Privados recebem quase 40 milhões USD em subsídios só para empresas públicas

Privados recebem quase 40 milhões USD em subsídios só para empresas públicas
Foto: César Magalhães

Apesar de não ter detectado irregularidades na atribuição de subsídios operacionais a privados em anos anteriores, no qual a Niara Holdings de Isabel dos Santos recebeu quase 20 milhões USD, em 2017, o TC "encontrou" 18 milhões USD distribuidos a privados, incluindo um em nome individual e recomenda devolução das verbas.

Sete empresas privadas receberam, em conjunto, ao longo de três anos, aproximadamente 40 milhões USD, a título de subsídios operacionais, um apoio financeiro destinado apenas a empresas do Sector Empresarial Público (SEP), de acordo com cálculos do Expansão, com base nos relatórios da Conta Geral do Estado entre 2015 e 2017.

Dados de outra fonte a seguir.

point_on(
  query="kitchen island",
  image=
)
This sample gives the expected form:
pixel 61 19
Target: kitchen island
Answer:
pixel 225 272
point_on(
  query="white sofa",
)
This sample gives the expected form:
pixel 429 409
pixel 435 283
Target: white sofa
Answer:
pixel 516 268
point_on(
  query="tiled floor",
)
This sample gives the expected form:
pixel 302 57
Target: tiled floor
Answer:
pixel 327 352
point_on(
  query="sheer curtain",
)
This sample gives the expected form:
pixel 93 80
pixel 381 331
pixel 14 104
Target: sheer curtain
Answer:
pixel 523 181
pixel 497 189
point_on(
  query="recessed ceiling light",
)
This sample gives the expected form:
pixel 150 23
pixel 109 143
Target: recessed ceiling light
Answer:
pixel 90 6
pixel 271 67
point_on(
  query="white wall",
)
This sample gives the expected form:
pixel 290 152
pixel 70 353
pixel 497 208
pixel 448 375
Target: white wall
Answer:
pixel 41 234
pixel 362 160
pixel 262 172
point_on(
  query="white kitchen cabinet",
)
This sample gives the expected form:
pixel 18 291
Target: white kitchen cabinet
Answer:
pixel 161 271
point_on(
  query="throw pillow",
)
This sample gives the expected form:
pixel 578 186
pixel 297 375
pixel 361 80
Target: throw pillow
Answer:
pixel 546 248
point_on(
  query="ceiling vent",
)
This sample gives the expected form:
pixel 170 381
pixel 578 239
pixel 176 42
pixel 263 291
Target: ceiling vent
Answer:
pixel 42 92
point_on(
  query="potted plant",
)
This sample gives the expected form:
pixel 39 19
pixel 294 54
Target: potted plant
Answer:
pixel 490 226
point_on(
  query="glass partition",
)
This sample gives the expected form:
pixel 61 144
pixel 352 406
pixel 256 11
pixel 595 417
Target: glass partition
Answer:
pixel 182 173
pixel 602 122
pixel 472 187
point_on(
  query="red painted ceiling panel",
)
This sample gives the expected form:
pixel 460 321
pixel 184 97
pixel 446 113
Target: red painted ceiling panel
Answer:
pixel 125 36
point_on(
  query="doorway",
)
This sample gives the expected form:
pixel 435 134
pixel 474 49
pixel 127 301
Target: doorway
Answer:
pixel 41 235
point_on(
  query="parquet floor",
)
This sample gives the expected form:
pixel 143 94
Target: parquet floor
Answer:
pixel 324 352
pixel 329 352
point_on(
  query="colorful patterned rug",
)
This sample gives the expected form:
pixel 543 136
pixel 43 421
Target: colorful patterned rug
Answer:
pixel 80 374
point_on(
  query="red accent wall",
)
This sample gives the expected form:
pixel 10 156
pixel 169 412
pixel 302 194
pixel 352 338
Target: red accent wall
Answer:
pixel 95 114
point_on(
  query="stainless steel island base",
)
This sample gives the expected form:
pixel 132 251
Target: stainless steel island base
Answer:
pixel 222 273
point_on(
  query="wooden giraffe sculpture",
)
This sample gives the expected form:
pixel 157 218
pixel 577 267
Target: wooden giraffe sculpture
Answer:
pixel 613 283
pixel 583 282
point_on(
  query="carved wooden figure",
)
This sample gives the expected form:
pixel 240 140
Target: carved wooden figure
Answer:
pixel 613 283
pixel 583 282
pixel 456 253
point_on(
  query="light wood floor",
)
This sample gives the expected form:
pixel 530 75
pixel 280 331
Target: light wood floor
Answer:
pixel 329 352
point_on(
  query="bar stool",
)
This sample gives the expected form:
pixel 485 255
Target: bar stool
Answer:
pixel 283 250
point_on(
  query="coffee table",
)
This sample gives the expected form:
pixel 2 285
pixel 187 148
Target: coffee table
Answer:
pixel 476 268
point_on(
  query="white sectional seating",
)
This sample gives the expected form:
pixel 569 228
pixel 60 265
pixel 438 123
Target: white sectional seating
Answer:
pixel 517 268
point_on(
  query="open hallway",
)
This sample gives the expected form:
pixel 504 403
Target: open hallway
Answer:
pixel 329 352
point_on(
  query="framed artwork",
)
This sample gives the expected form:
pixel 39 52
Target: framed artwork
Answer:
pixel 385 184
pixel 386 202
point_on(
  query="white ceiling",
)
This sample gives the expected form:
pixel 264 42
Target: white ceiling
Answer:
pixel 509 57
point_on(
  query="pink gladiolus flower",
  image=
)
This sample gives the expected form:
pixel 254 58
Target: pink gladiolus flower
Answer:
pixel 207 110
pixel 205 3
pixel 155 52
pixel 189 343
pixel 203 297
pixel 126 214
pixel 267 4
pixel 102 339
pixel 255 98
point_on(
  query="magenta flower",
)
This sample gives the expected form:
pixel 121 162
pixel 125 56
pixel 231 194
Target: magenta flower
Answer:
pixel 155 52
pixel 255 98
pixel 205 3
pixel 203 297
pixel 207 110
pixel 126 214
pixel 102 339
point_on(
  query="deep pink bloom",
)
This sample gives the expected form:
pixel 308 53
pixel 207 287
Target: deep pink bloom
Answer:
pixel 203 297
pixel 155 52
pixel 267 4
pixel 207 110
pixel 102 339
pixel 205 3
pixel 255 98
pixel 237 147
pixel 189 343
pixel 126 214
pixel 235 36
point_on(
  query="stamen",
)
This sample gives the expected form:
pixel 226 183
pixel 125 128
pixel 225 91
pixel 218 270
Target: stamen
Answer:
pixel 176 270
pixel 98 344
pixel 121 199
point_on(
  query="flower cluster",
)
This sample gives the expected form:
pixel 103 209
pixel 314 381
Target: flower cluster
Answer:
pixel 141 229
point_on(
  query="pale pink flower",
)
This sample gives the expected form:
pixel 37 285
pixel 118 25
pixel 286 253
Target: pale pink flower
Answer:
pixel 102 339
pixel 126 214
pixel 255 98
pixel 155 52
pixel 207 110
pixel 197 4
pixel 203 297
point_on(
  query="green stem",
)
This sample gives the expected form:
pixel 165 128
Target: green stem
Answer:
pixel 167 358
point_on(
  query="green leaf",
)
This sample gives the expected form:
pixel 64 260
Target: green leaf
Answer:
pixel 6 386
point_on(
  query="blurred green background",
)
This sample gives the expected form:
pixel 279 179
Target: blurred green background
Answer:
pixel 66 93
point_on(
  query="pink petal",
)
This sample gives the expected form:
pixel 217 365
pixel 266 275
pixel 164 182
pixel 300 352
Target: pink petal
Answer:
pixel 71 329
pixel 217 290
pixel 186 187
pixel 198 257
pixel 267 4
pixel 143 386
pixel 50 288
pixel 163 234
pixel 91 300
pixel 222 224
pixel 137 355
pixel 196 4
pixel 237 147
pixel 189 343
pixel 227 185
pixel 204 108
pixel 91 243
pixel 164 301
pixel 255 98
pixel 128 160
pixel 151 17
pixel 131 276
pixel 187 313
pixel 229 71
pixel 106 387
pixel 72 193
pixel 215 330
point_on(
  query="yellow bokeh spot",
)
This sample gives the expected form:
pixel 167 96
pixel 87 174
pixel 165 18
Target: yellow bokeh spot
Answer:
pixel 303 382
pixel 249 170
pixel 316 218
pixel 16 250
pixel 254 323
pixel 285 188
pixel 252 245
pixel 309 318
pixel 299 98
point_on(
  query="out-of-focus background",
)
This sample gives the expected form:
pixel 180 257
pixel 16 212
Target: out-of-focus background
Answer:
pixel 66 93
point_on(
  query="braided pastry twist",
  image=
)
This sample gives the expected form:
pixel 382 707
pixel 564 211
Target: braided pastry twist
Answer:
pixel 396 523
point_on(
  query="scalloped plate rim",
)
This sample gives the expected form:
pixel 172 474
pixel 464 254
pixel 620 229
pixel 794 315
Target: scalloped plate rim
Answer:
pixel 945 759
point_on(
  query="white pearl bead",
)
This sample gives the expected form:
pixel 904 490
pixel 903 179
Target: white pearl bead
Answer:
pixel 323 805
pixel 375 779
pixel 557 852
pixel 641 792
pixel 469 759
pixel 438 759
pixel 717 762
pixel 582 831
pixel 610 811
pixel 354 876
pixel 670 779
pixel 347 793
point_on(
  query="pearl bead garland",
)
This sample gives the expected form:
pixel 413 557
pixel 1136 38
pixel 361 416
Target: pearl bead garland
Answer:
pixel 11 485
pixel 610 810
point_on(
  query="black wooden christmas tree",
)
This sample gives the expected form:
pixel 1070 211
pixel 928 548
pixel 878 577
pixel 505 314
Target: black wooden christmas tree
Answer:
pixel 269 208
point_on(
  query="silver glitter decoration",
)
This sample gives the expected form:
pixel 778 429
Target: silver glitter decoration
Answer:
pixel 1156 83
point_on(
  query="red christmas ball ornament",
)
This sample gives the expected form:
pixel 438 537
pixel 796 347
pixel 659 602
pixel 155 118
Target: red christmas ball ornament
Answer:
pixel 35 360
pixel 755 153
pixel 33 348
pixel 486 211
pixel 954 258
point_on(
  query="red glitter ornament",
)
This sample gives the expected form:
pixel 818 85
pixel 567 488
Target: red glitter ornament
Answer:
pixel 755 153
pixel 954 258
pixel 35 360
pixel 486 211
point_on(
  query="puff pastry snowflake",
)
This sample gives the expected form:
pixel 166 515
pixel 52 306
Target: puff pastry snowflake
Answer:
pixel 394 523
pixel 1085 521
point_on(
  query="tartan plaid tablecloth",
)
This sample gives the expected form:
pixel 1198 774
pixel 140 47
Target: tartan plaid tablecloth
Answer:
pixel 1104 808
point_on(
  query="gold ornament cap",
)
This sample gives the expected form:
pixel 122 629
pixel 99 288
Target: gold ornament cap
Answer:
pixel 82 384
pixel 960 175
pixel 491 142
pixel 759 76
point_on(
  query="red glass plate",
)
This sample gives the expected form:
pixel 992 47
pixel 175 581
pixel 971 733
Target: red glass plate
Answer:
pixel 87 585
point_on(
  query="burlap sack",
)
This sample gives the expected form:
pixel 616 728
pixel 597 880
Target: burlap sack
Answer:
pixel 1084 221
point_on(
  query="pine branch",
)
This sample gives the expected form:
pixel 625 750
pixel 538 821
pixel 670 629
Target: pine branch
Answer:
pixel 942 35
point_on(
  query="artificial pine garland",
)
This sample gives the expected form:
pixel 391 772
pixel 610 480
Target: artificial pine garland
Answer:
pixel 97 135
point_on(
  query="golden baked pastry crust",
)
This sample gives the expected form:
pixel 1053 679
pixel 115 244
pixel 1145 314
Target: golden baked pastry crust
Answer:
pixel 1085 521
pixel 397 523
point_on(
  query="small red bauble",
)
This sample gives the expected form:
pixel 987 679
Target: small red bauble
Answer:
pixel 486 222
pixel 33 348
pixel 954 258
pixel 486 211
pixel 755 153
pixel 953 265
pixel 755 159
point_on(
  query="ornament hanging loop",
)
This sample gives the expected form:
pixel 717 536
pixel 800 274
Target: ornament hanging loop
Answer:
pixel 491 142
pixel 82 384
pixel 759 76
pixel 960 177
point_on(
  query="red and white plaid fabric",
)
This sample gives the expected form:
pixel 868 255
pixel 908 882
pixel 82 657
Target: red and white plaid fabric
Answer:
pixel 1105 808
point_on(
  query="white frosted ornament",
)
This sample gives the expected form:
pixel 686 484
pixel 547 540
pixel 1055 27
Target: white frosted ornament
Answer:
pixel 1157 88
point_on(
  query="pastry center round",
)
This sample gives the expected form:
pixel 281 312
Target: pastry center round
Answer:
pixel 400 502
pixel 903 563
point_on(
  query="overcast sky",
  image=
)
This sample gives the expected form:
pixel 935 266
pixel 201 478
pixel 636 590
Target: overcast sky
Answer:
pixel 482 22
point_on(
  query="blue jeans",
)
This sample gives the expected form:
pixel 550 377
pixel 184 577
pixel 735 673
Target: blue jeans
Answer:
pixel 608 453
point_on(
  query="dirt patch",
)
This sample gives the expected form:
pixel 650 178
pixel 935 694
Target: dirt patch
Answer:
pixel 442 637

Depois de, na Conta Geral do Estado 2015, estar registado um subsídio operacional de 2.450 milhões Kz (perto de 20 milhões USD) à Niara Holdings, de Isabel dos Santos, que o Ministério das Finanças acabou por confirmar ao Expansão, referindo, na altura, que o dinheiro foi para pagar a participação da ENDE na Efacec, voltaram a sair das contas do tesouro, em 2017, perto de 18 milhões USD para seis empresas privadas.

Tratam-se da Cecadiam-Comércio Geral Lda, Manora Logistics Bvba, da Eutelsat (Satélite), da Sportfive, e da repetitiva Telemédia (que recebeu subsídios em 2015, 2016 e 2017). A juntar aos 1.349 milhões Kz (pouco mais de 8 milhões USD) em subsídios operacionais entregues a estas empresas internacionais, acresce um de 1.367 milhões Kz (pouco mais de 8 milhões USD) entregues ao empresário Leonel Casimiro.

Depois de nos anos anteriores o Tribunal de Contas nada ter referido sobre as irregularidades da atribuição destes subsídios a privados, no parecer sobre a Conta Geral do Estado 2017, o TC alerta que estas empresas não "fazem parte do universo de empresas" do Sector Empresarial Público e, numa nota de recomendação, sublinha que estas verbas devem ser restituídas ao "Estado, com carácter de urgência", já que se tratam de "transferências irregulares efectuadas a entidades que não fazem parte do SEP". (...)


(Leia o artigo integral na edição 529 do Expansão, de sexta-feira, dia 21 de Junho de 2019, em papel ou versão digital com pagamento em Kwanzas. Saiba mais aqui)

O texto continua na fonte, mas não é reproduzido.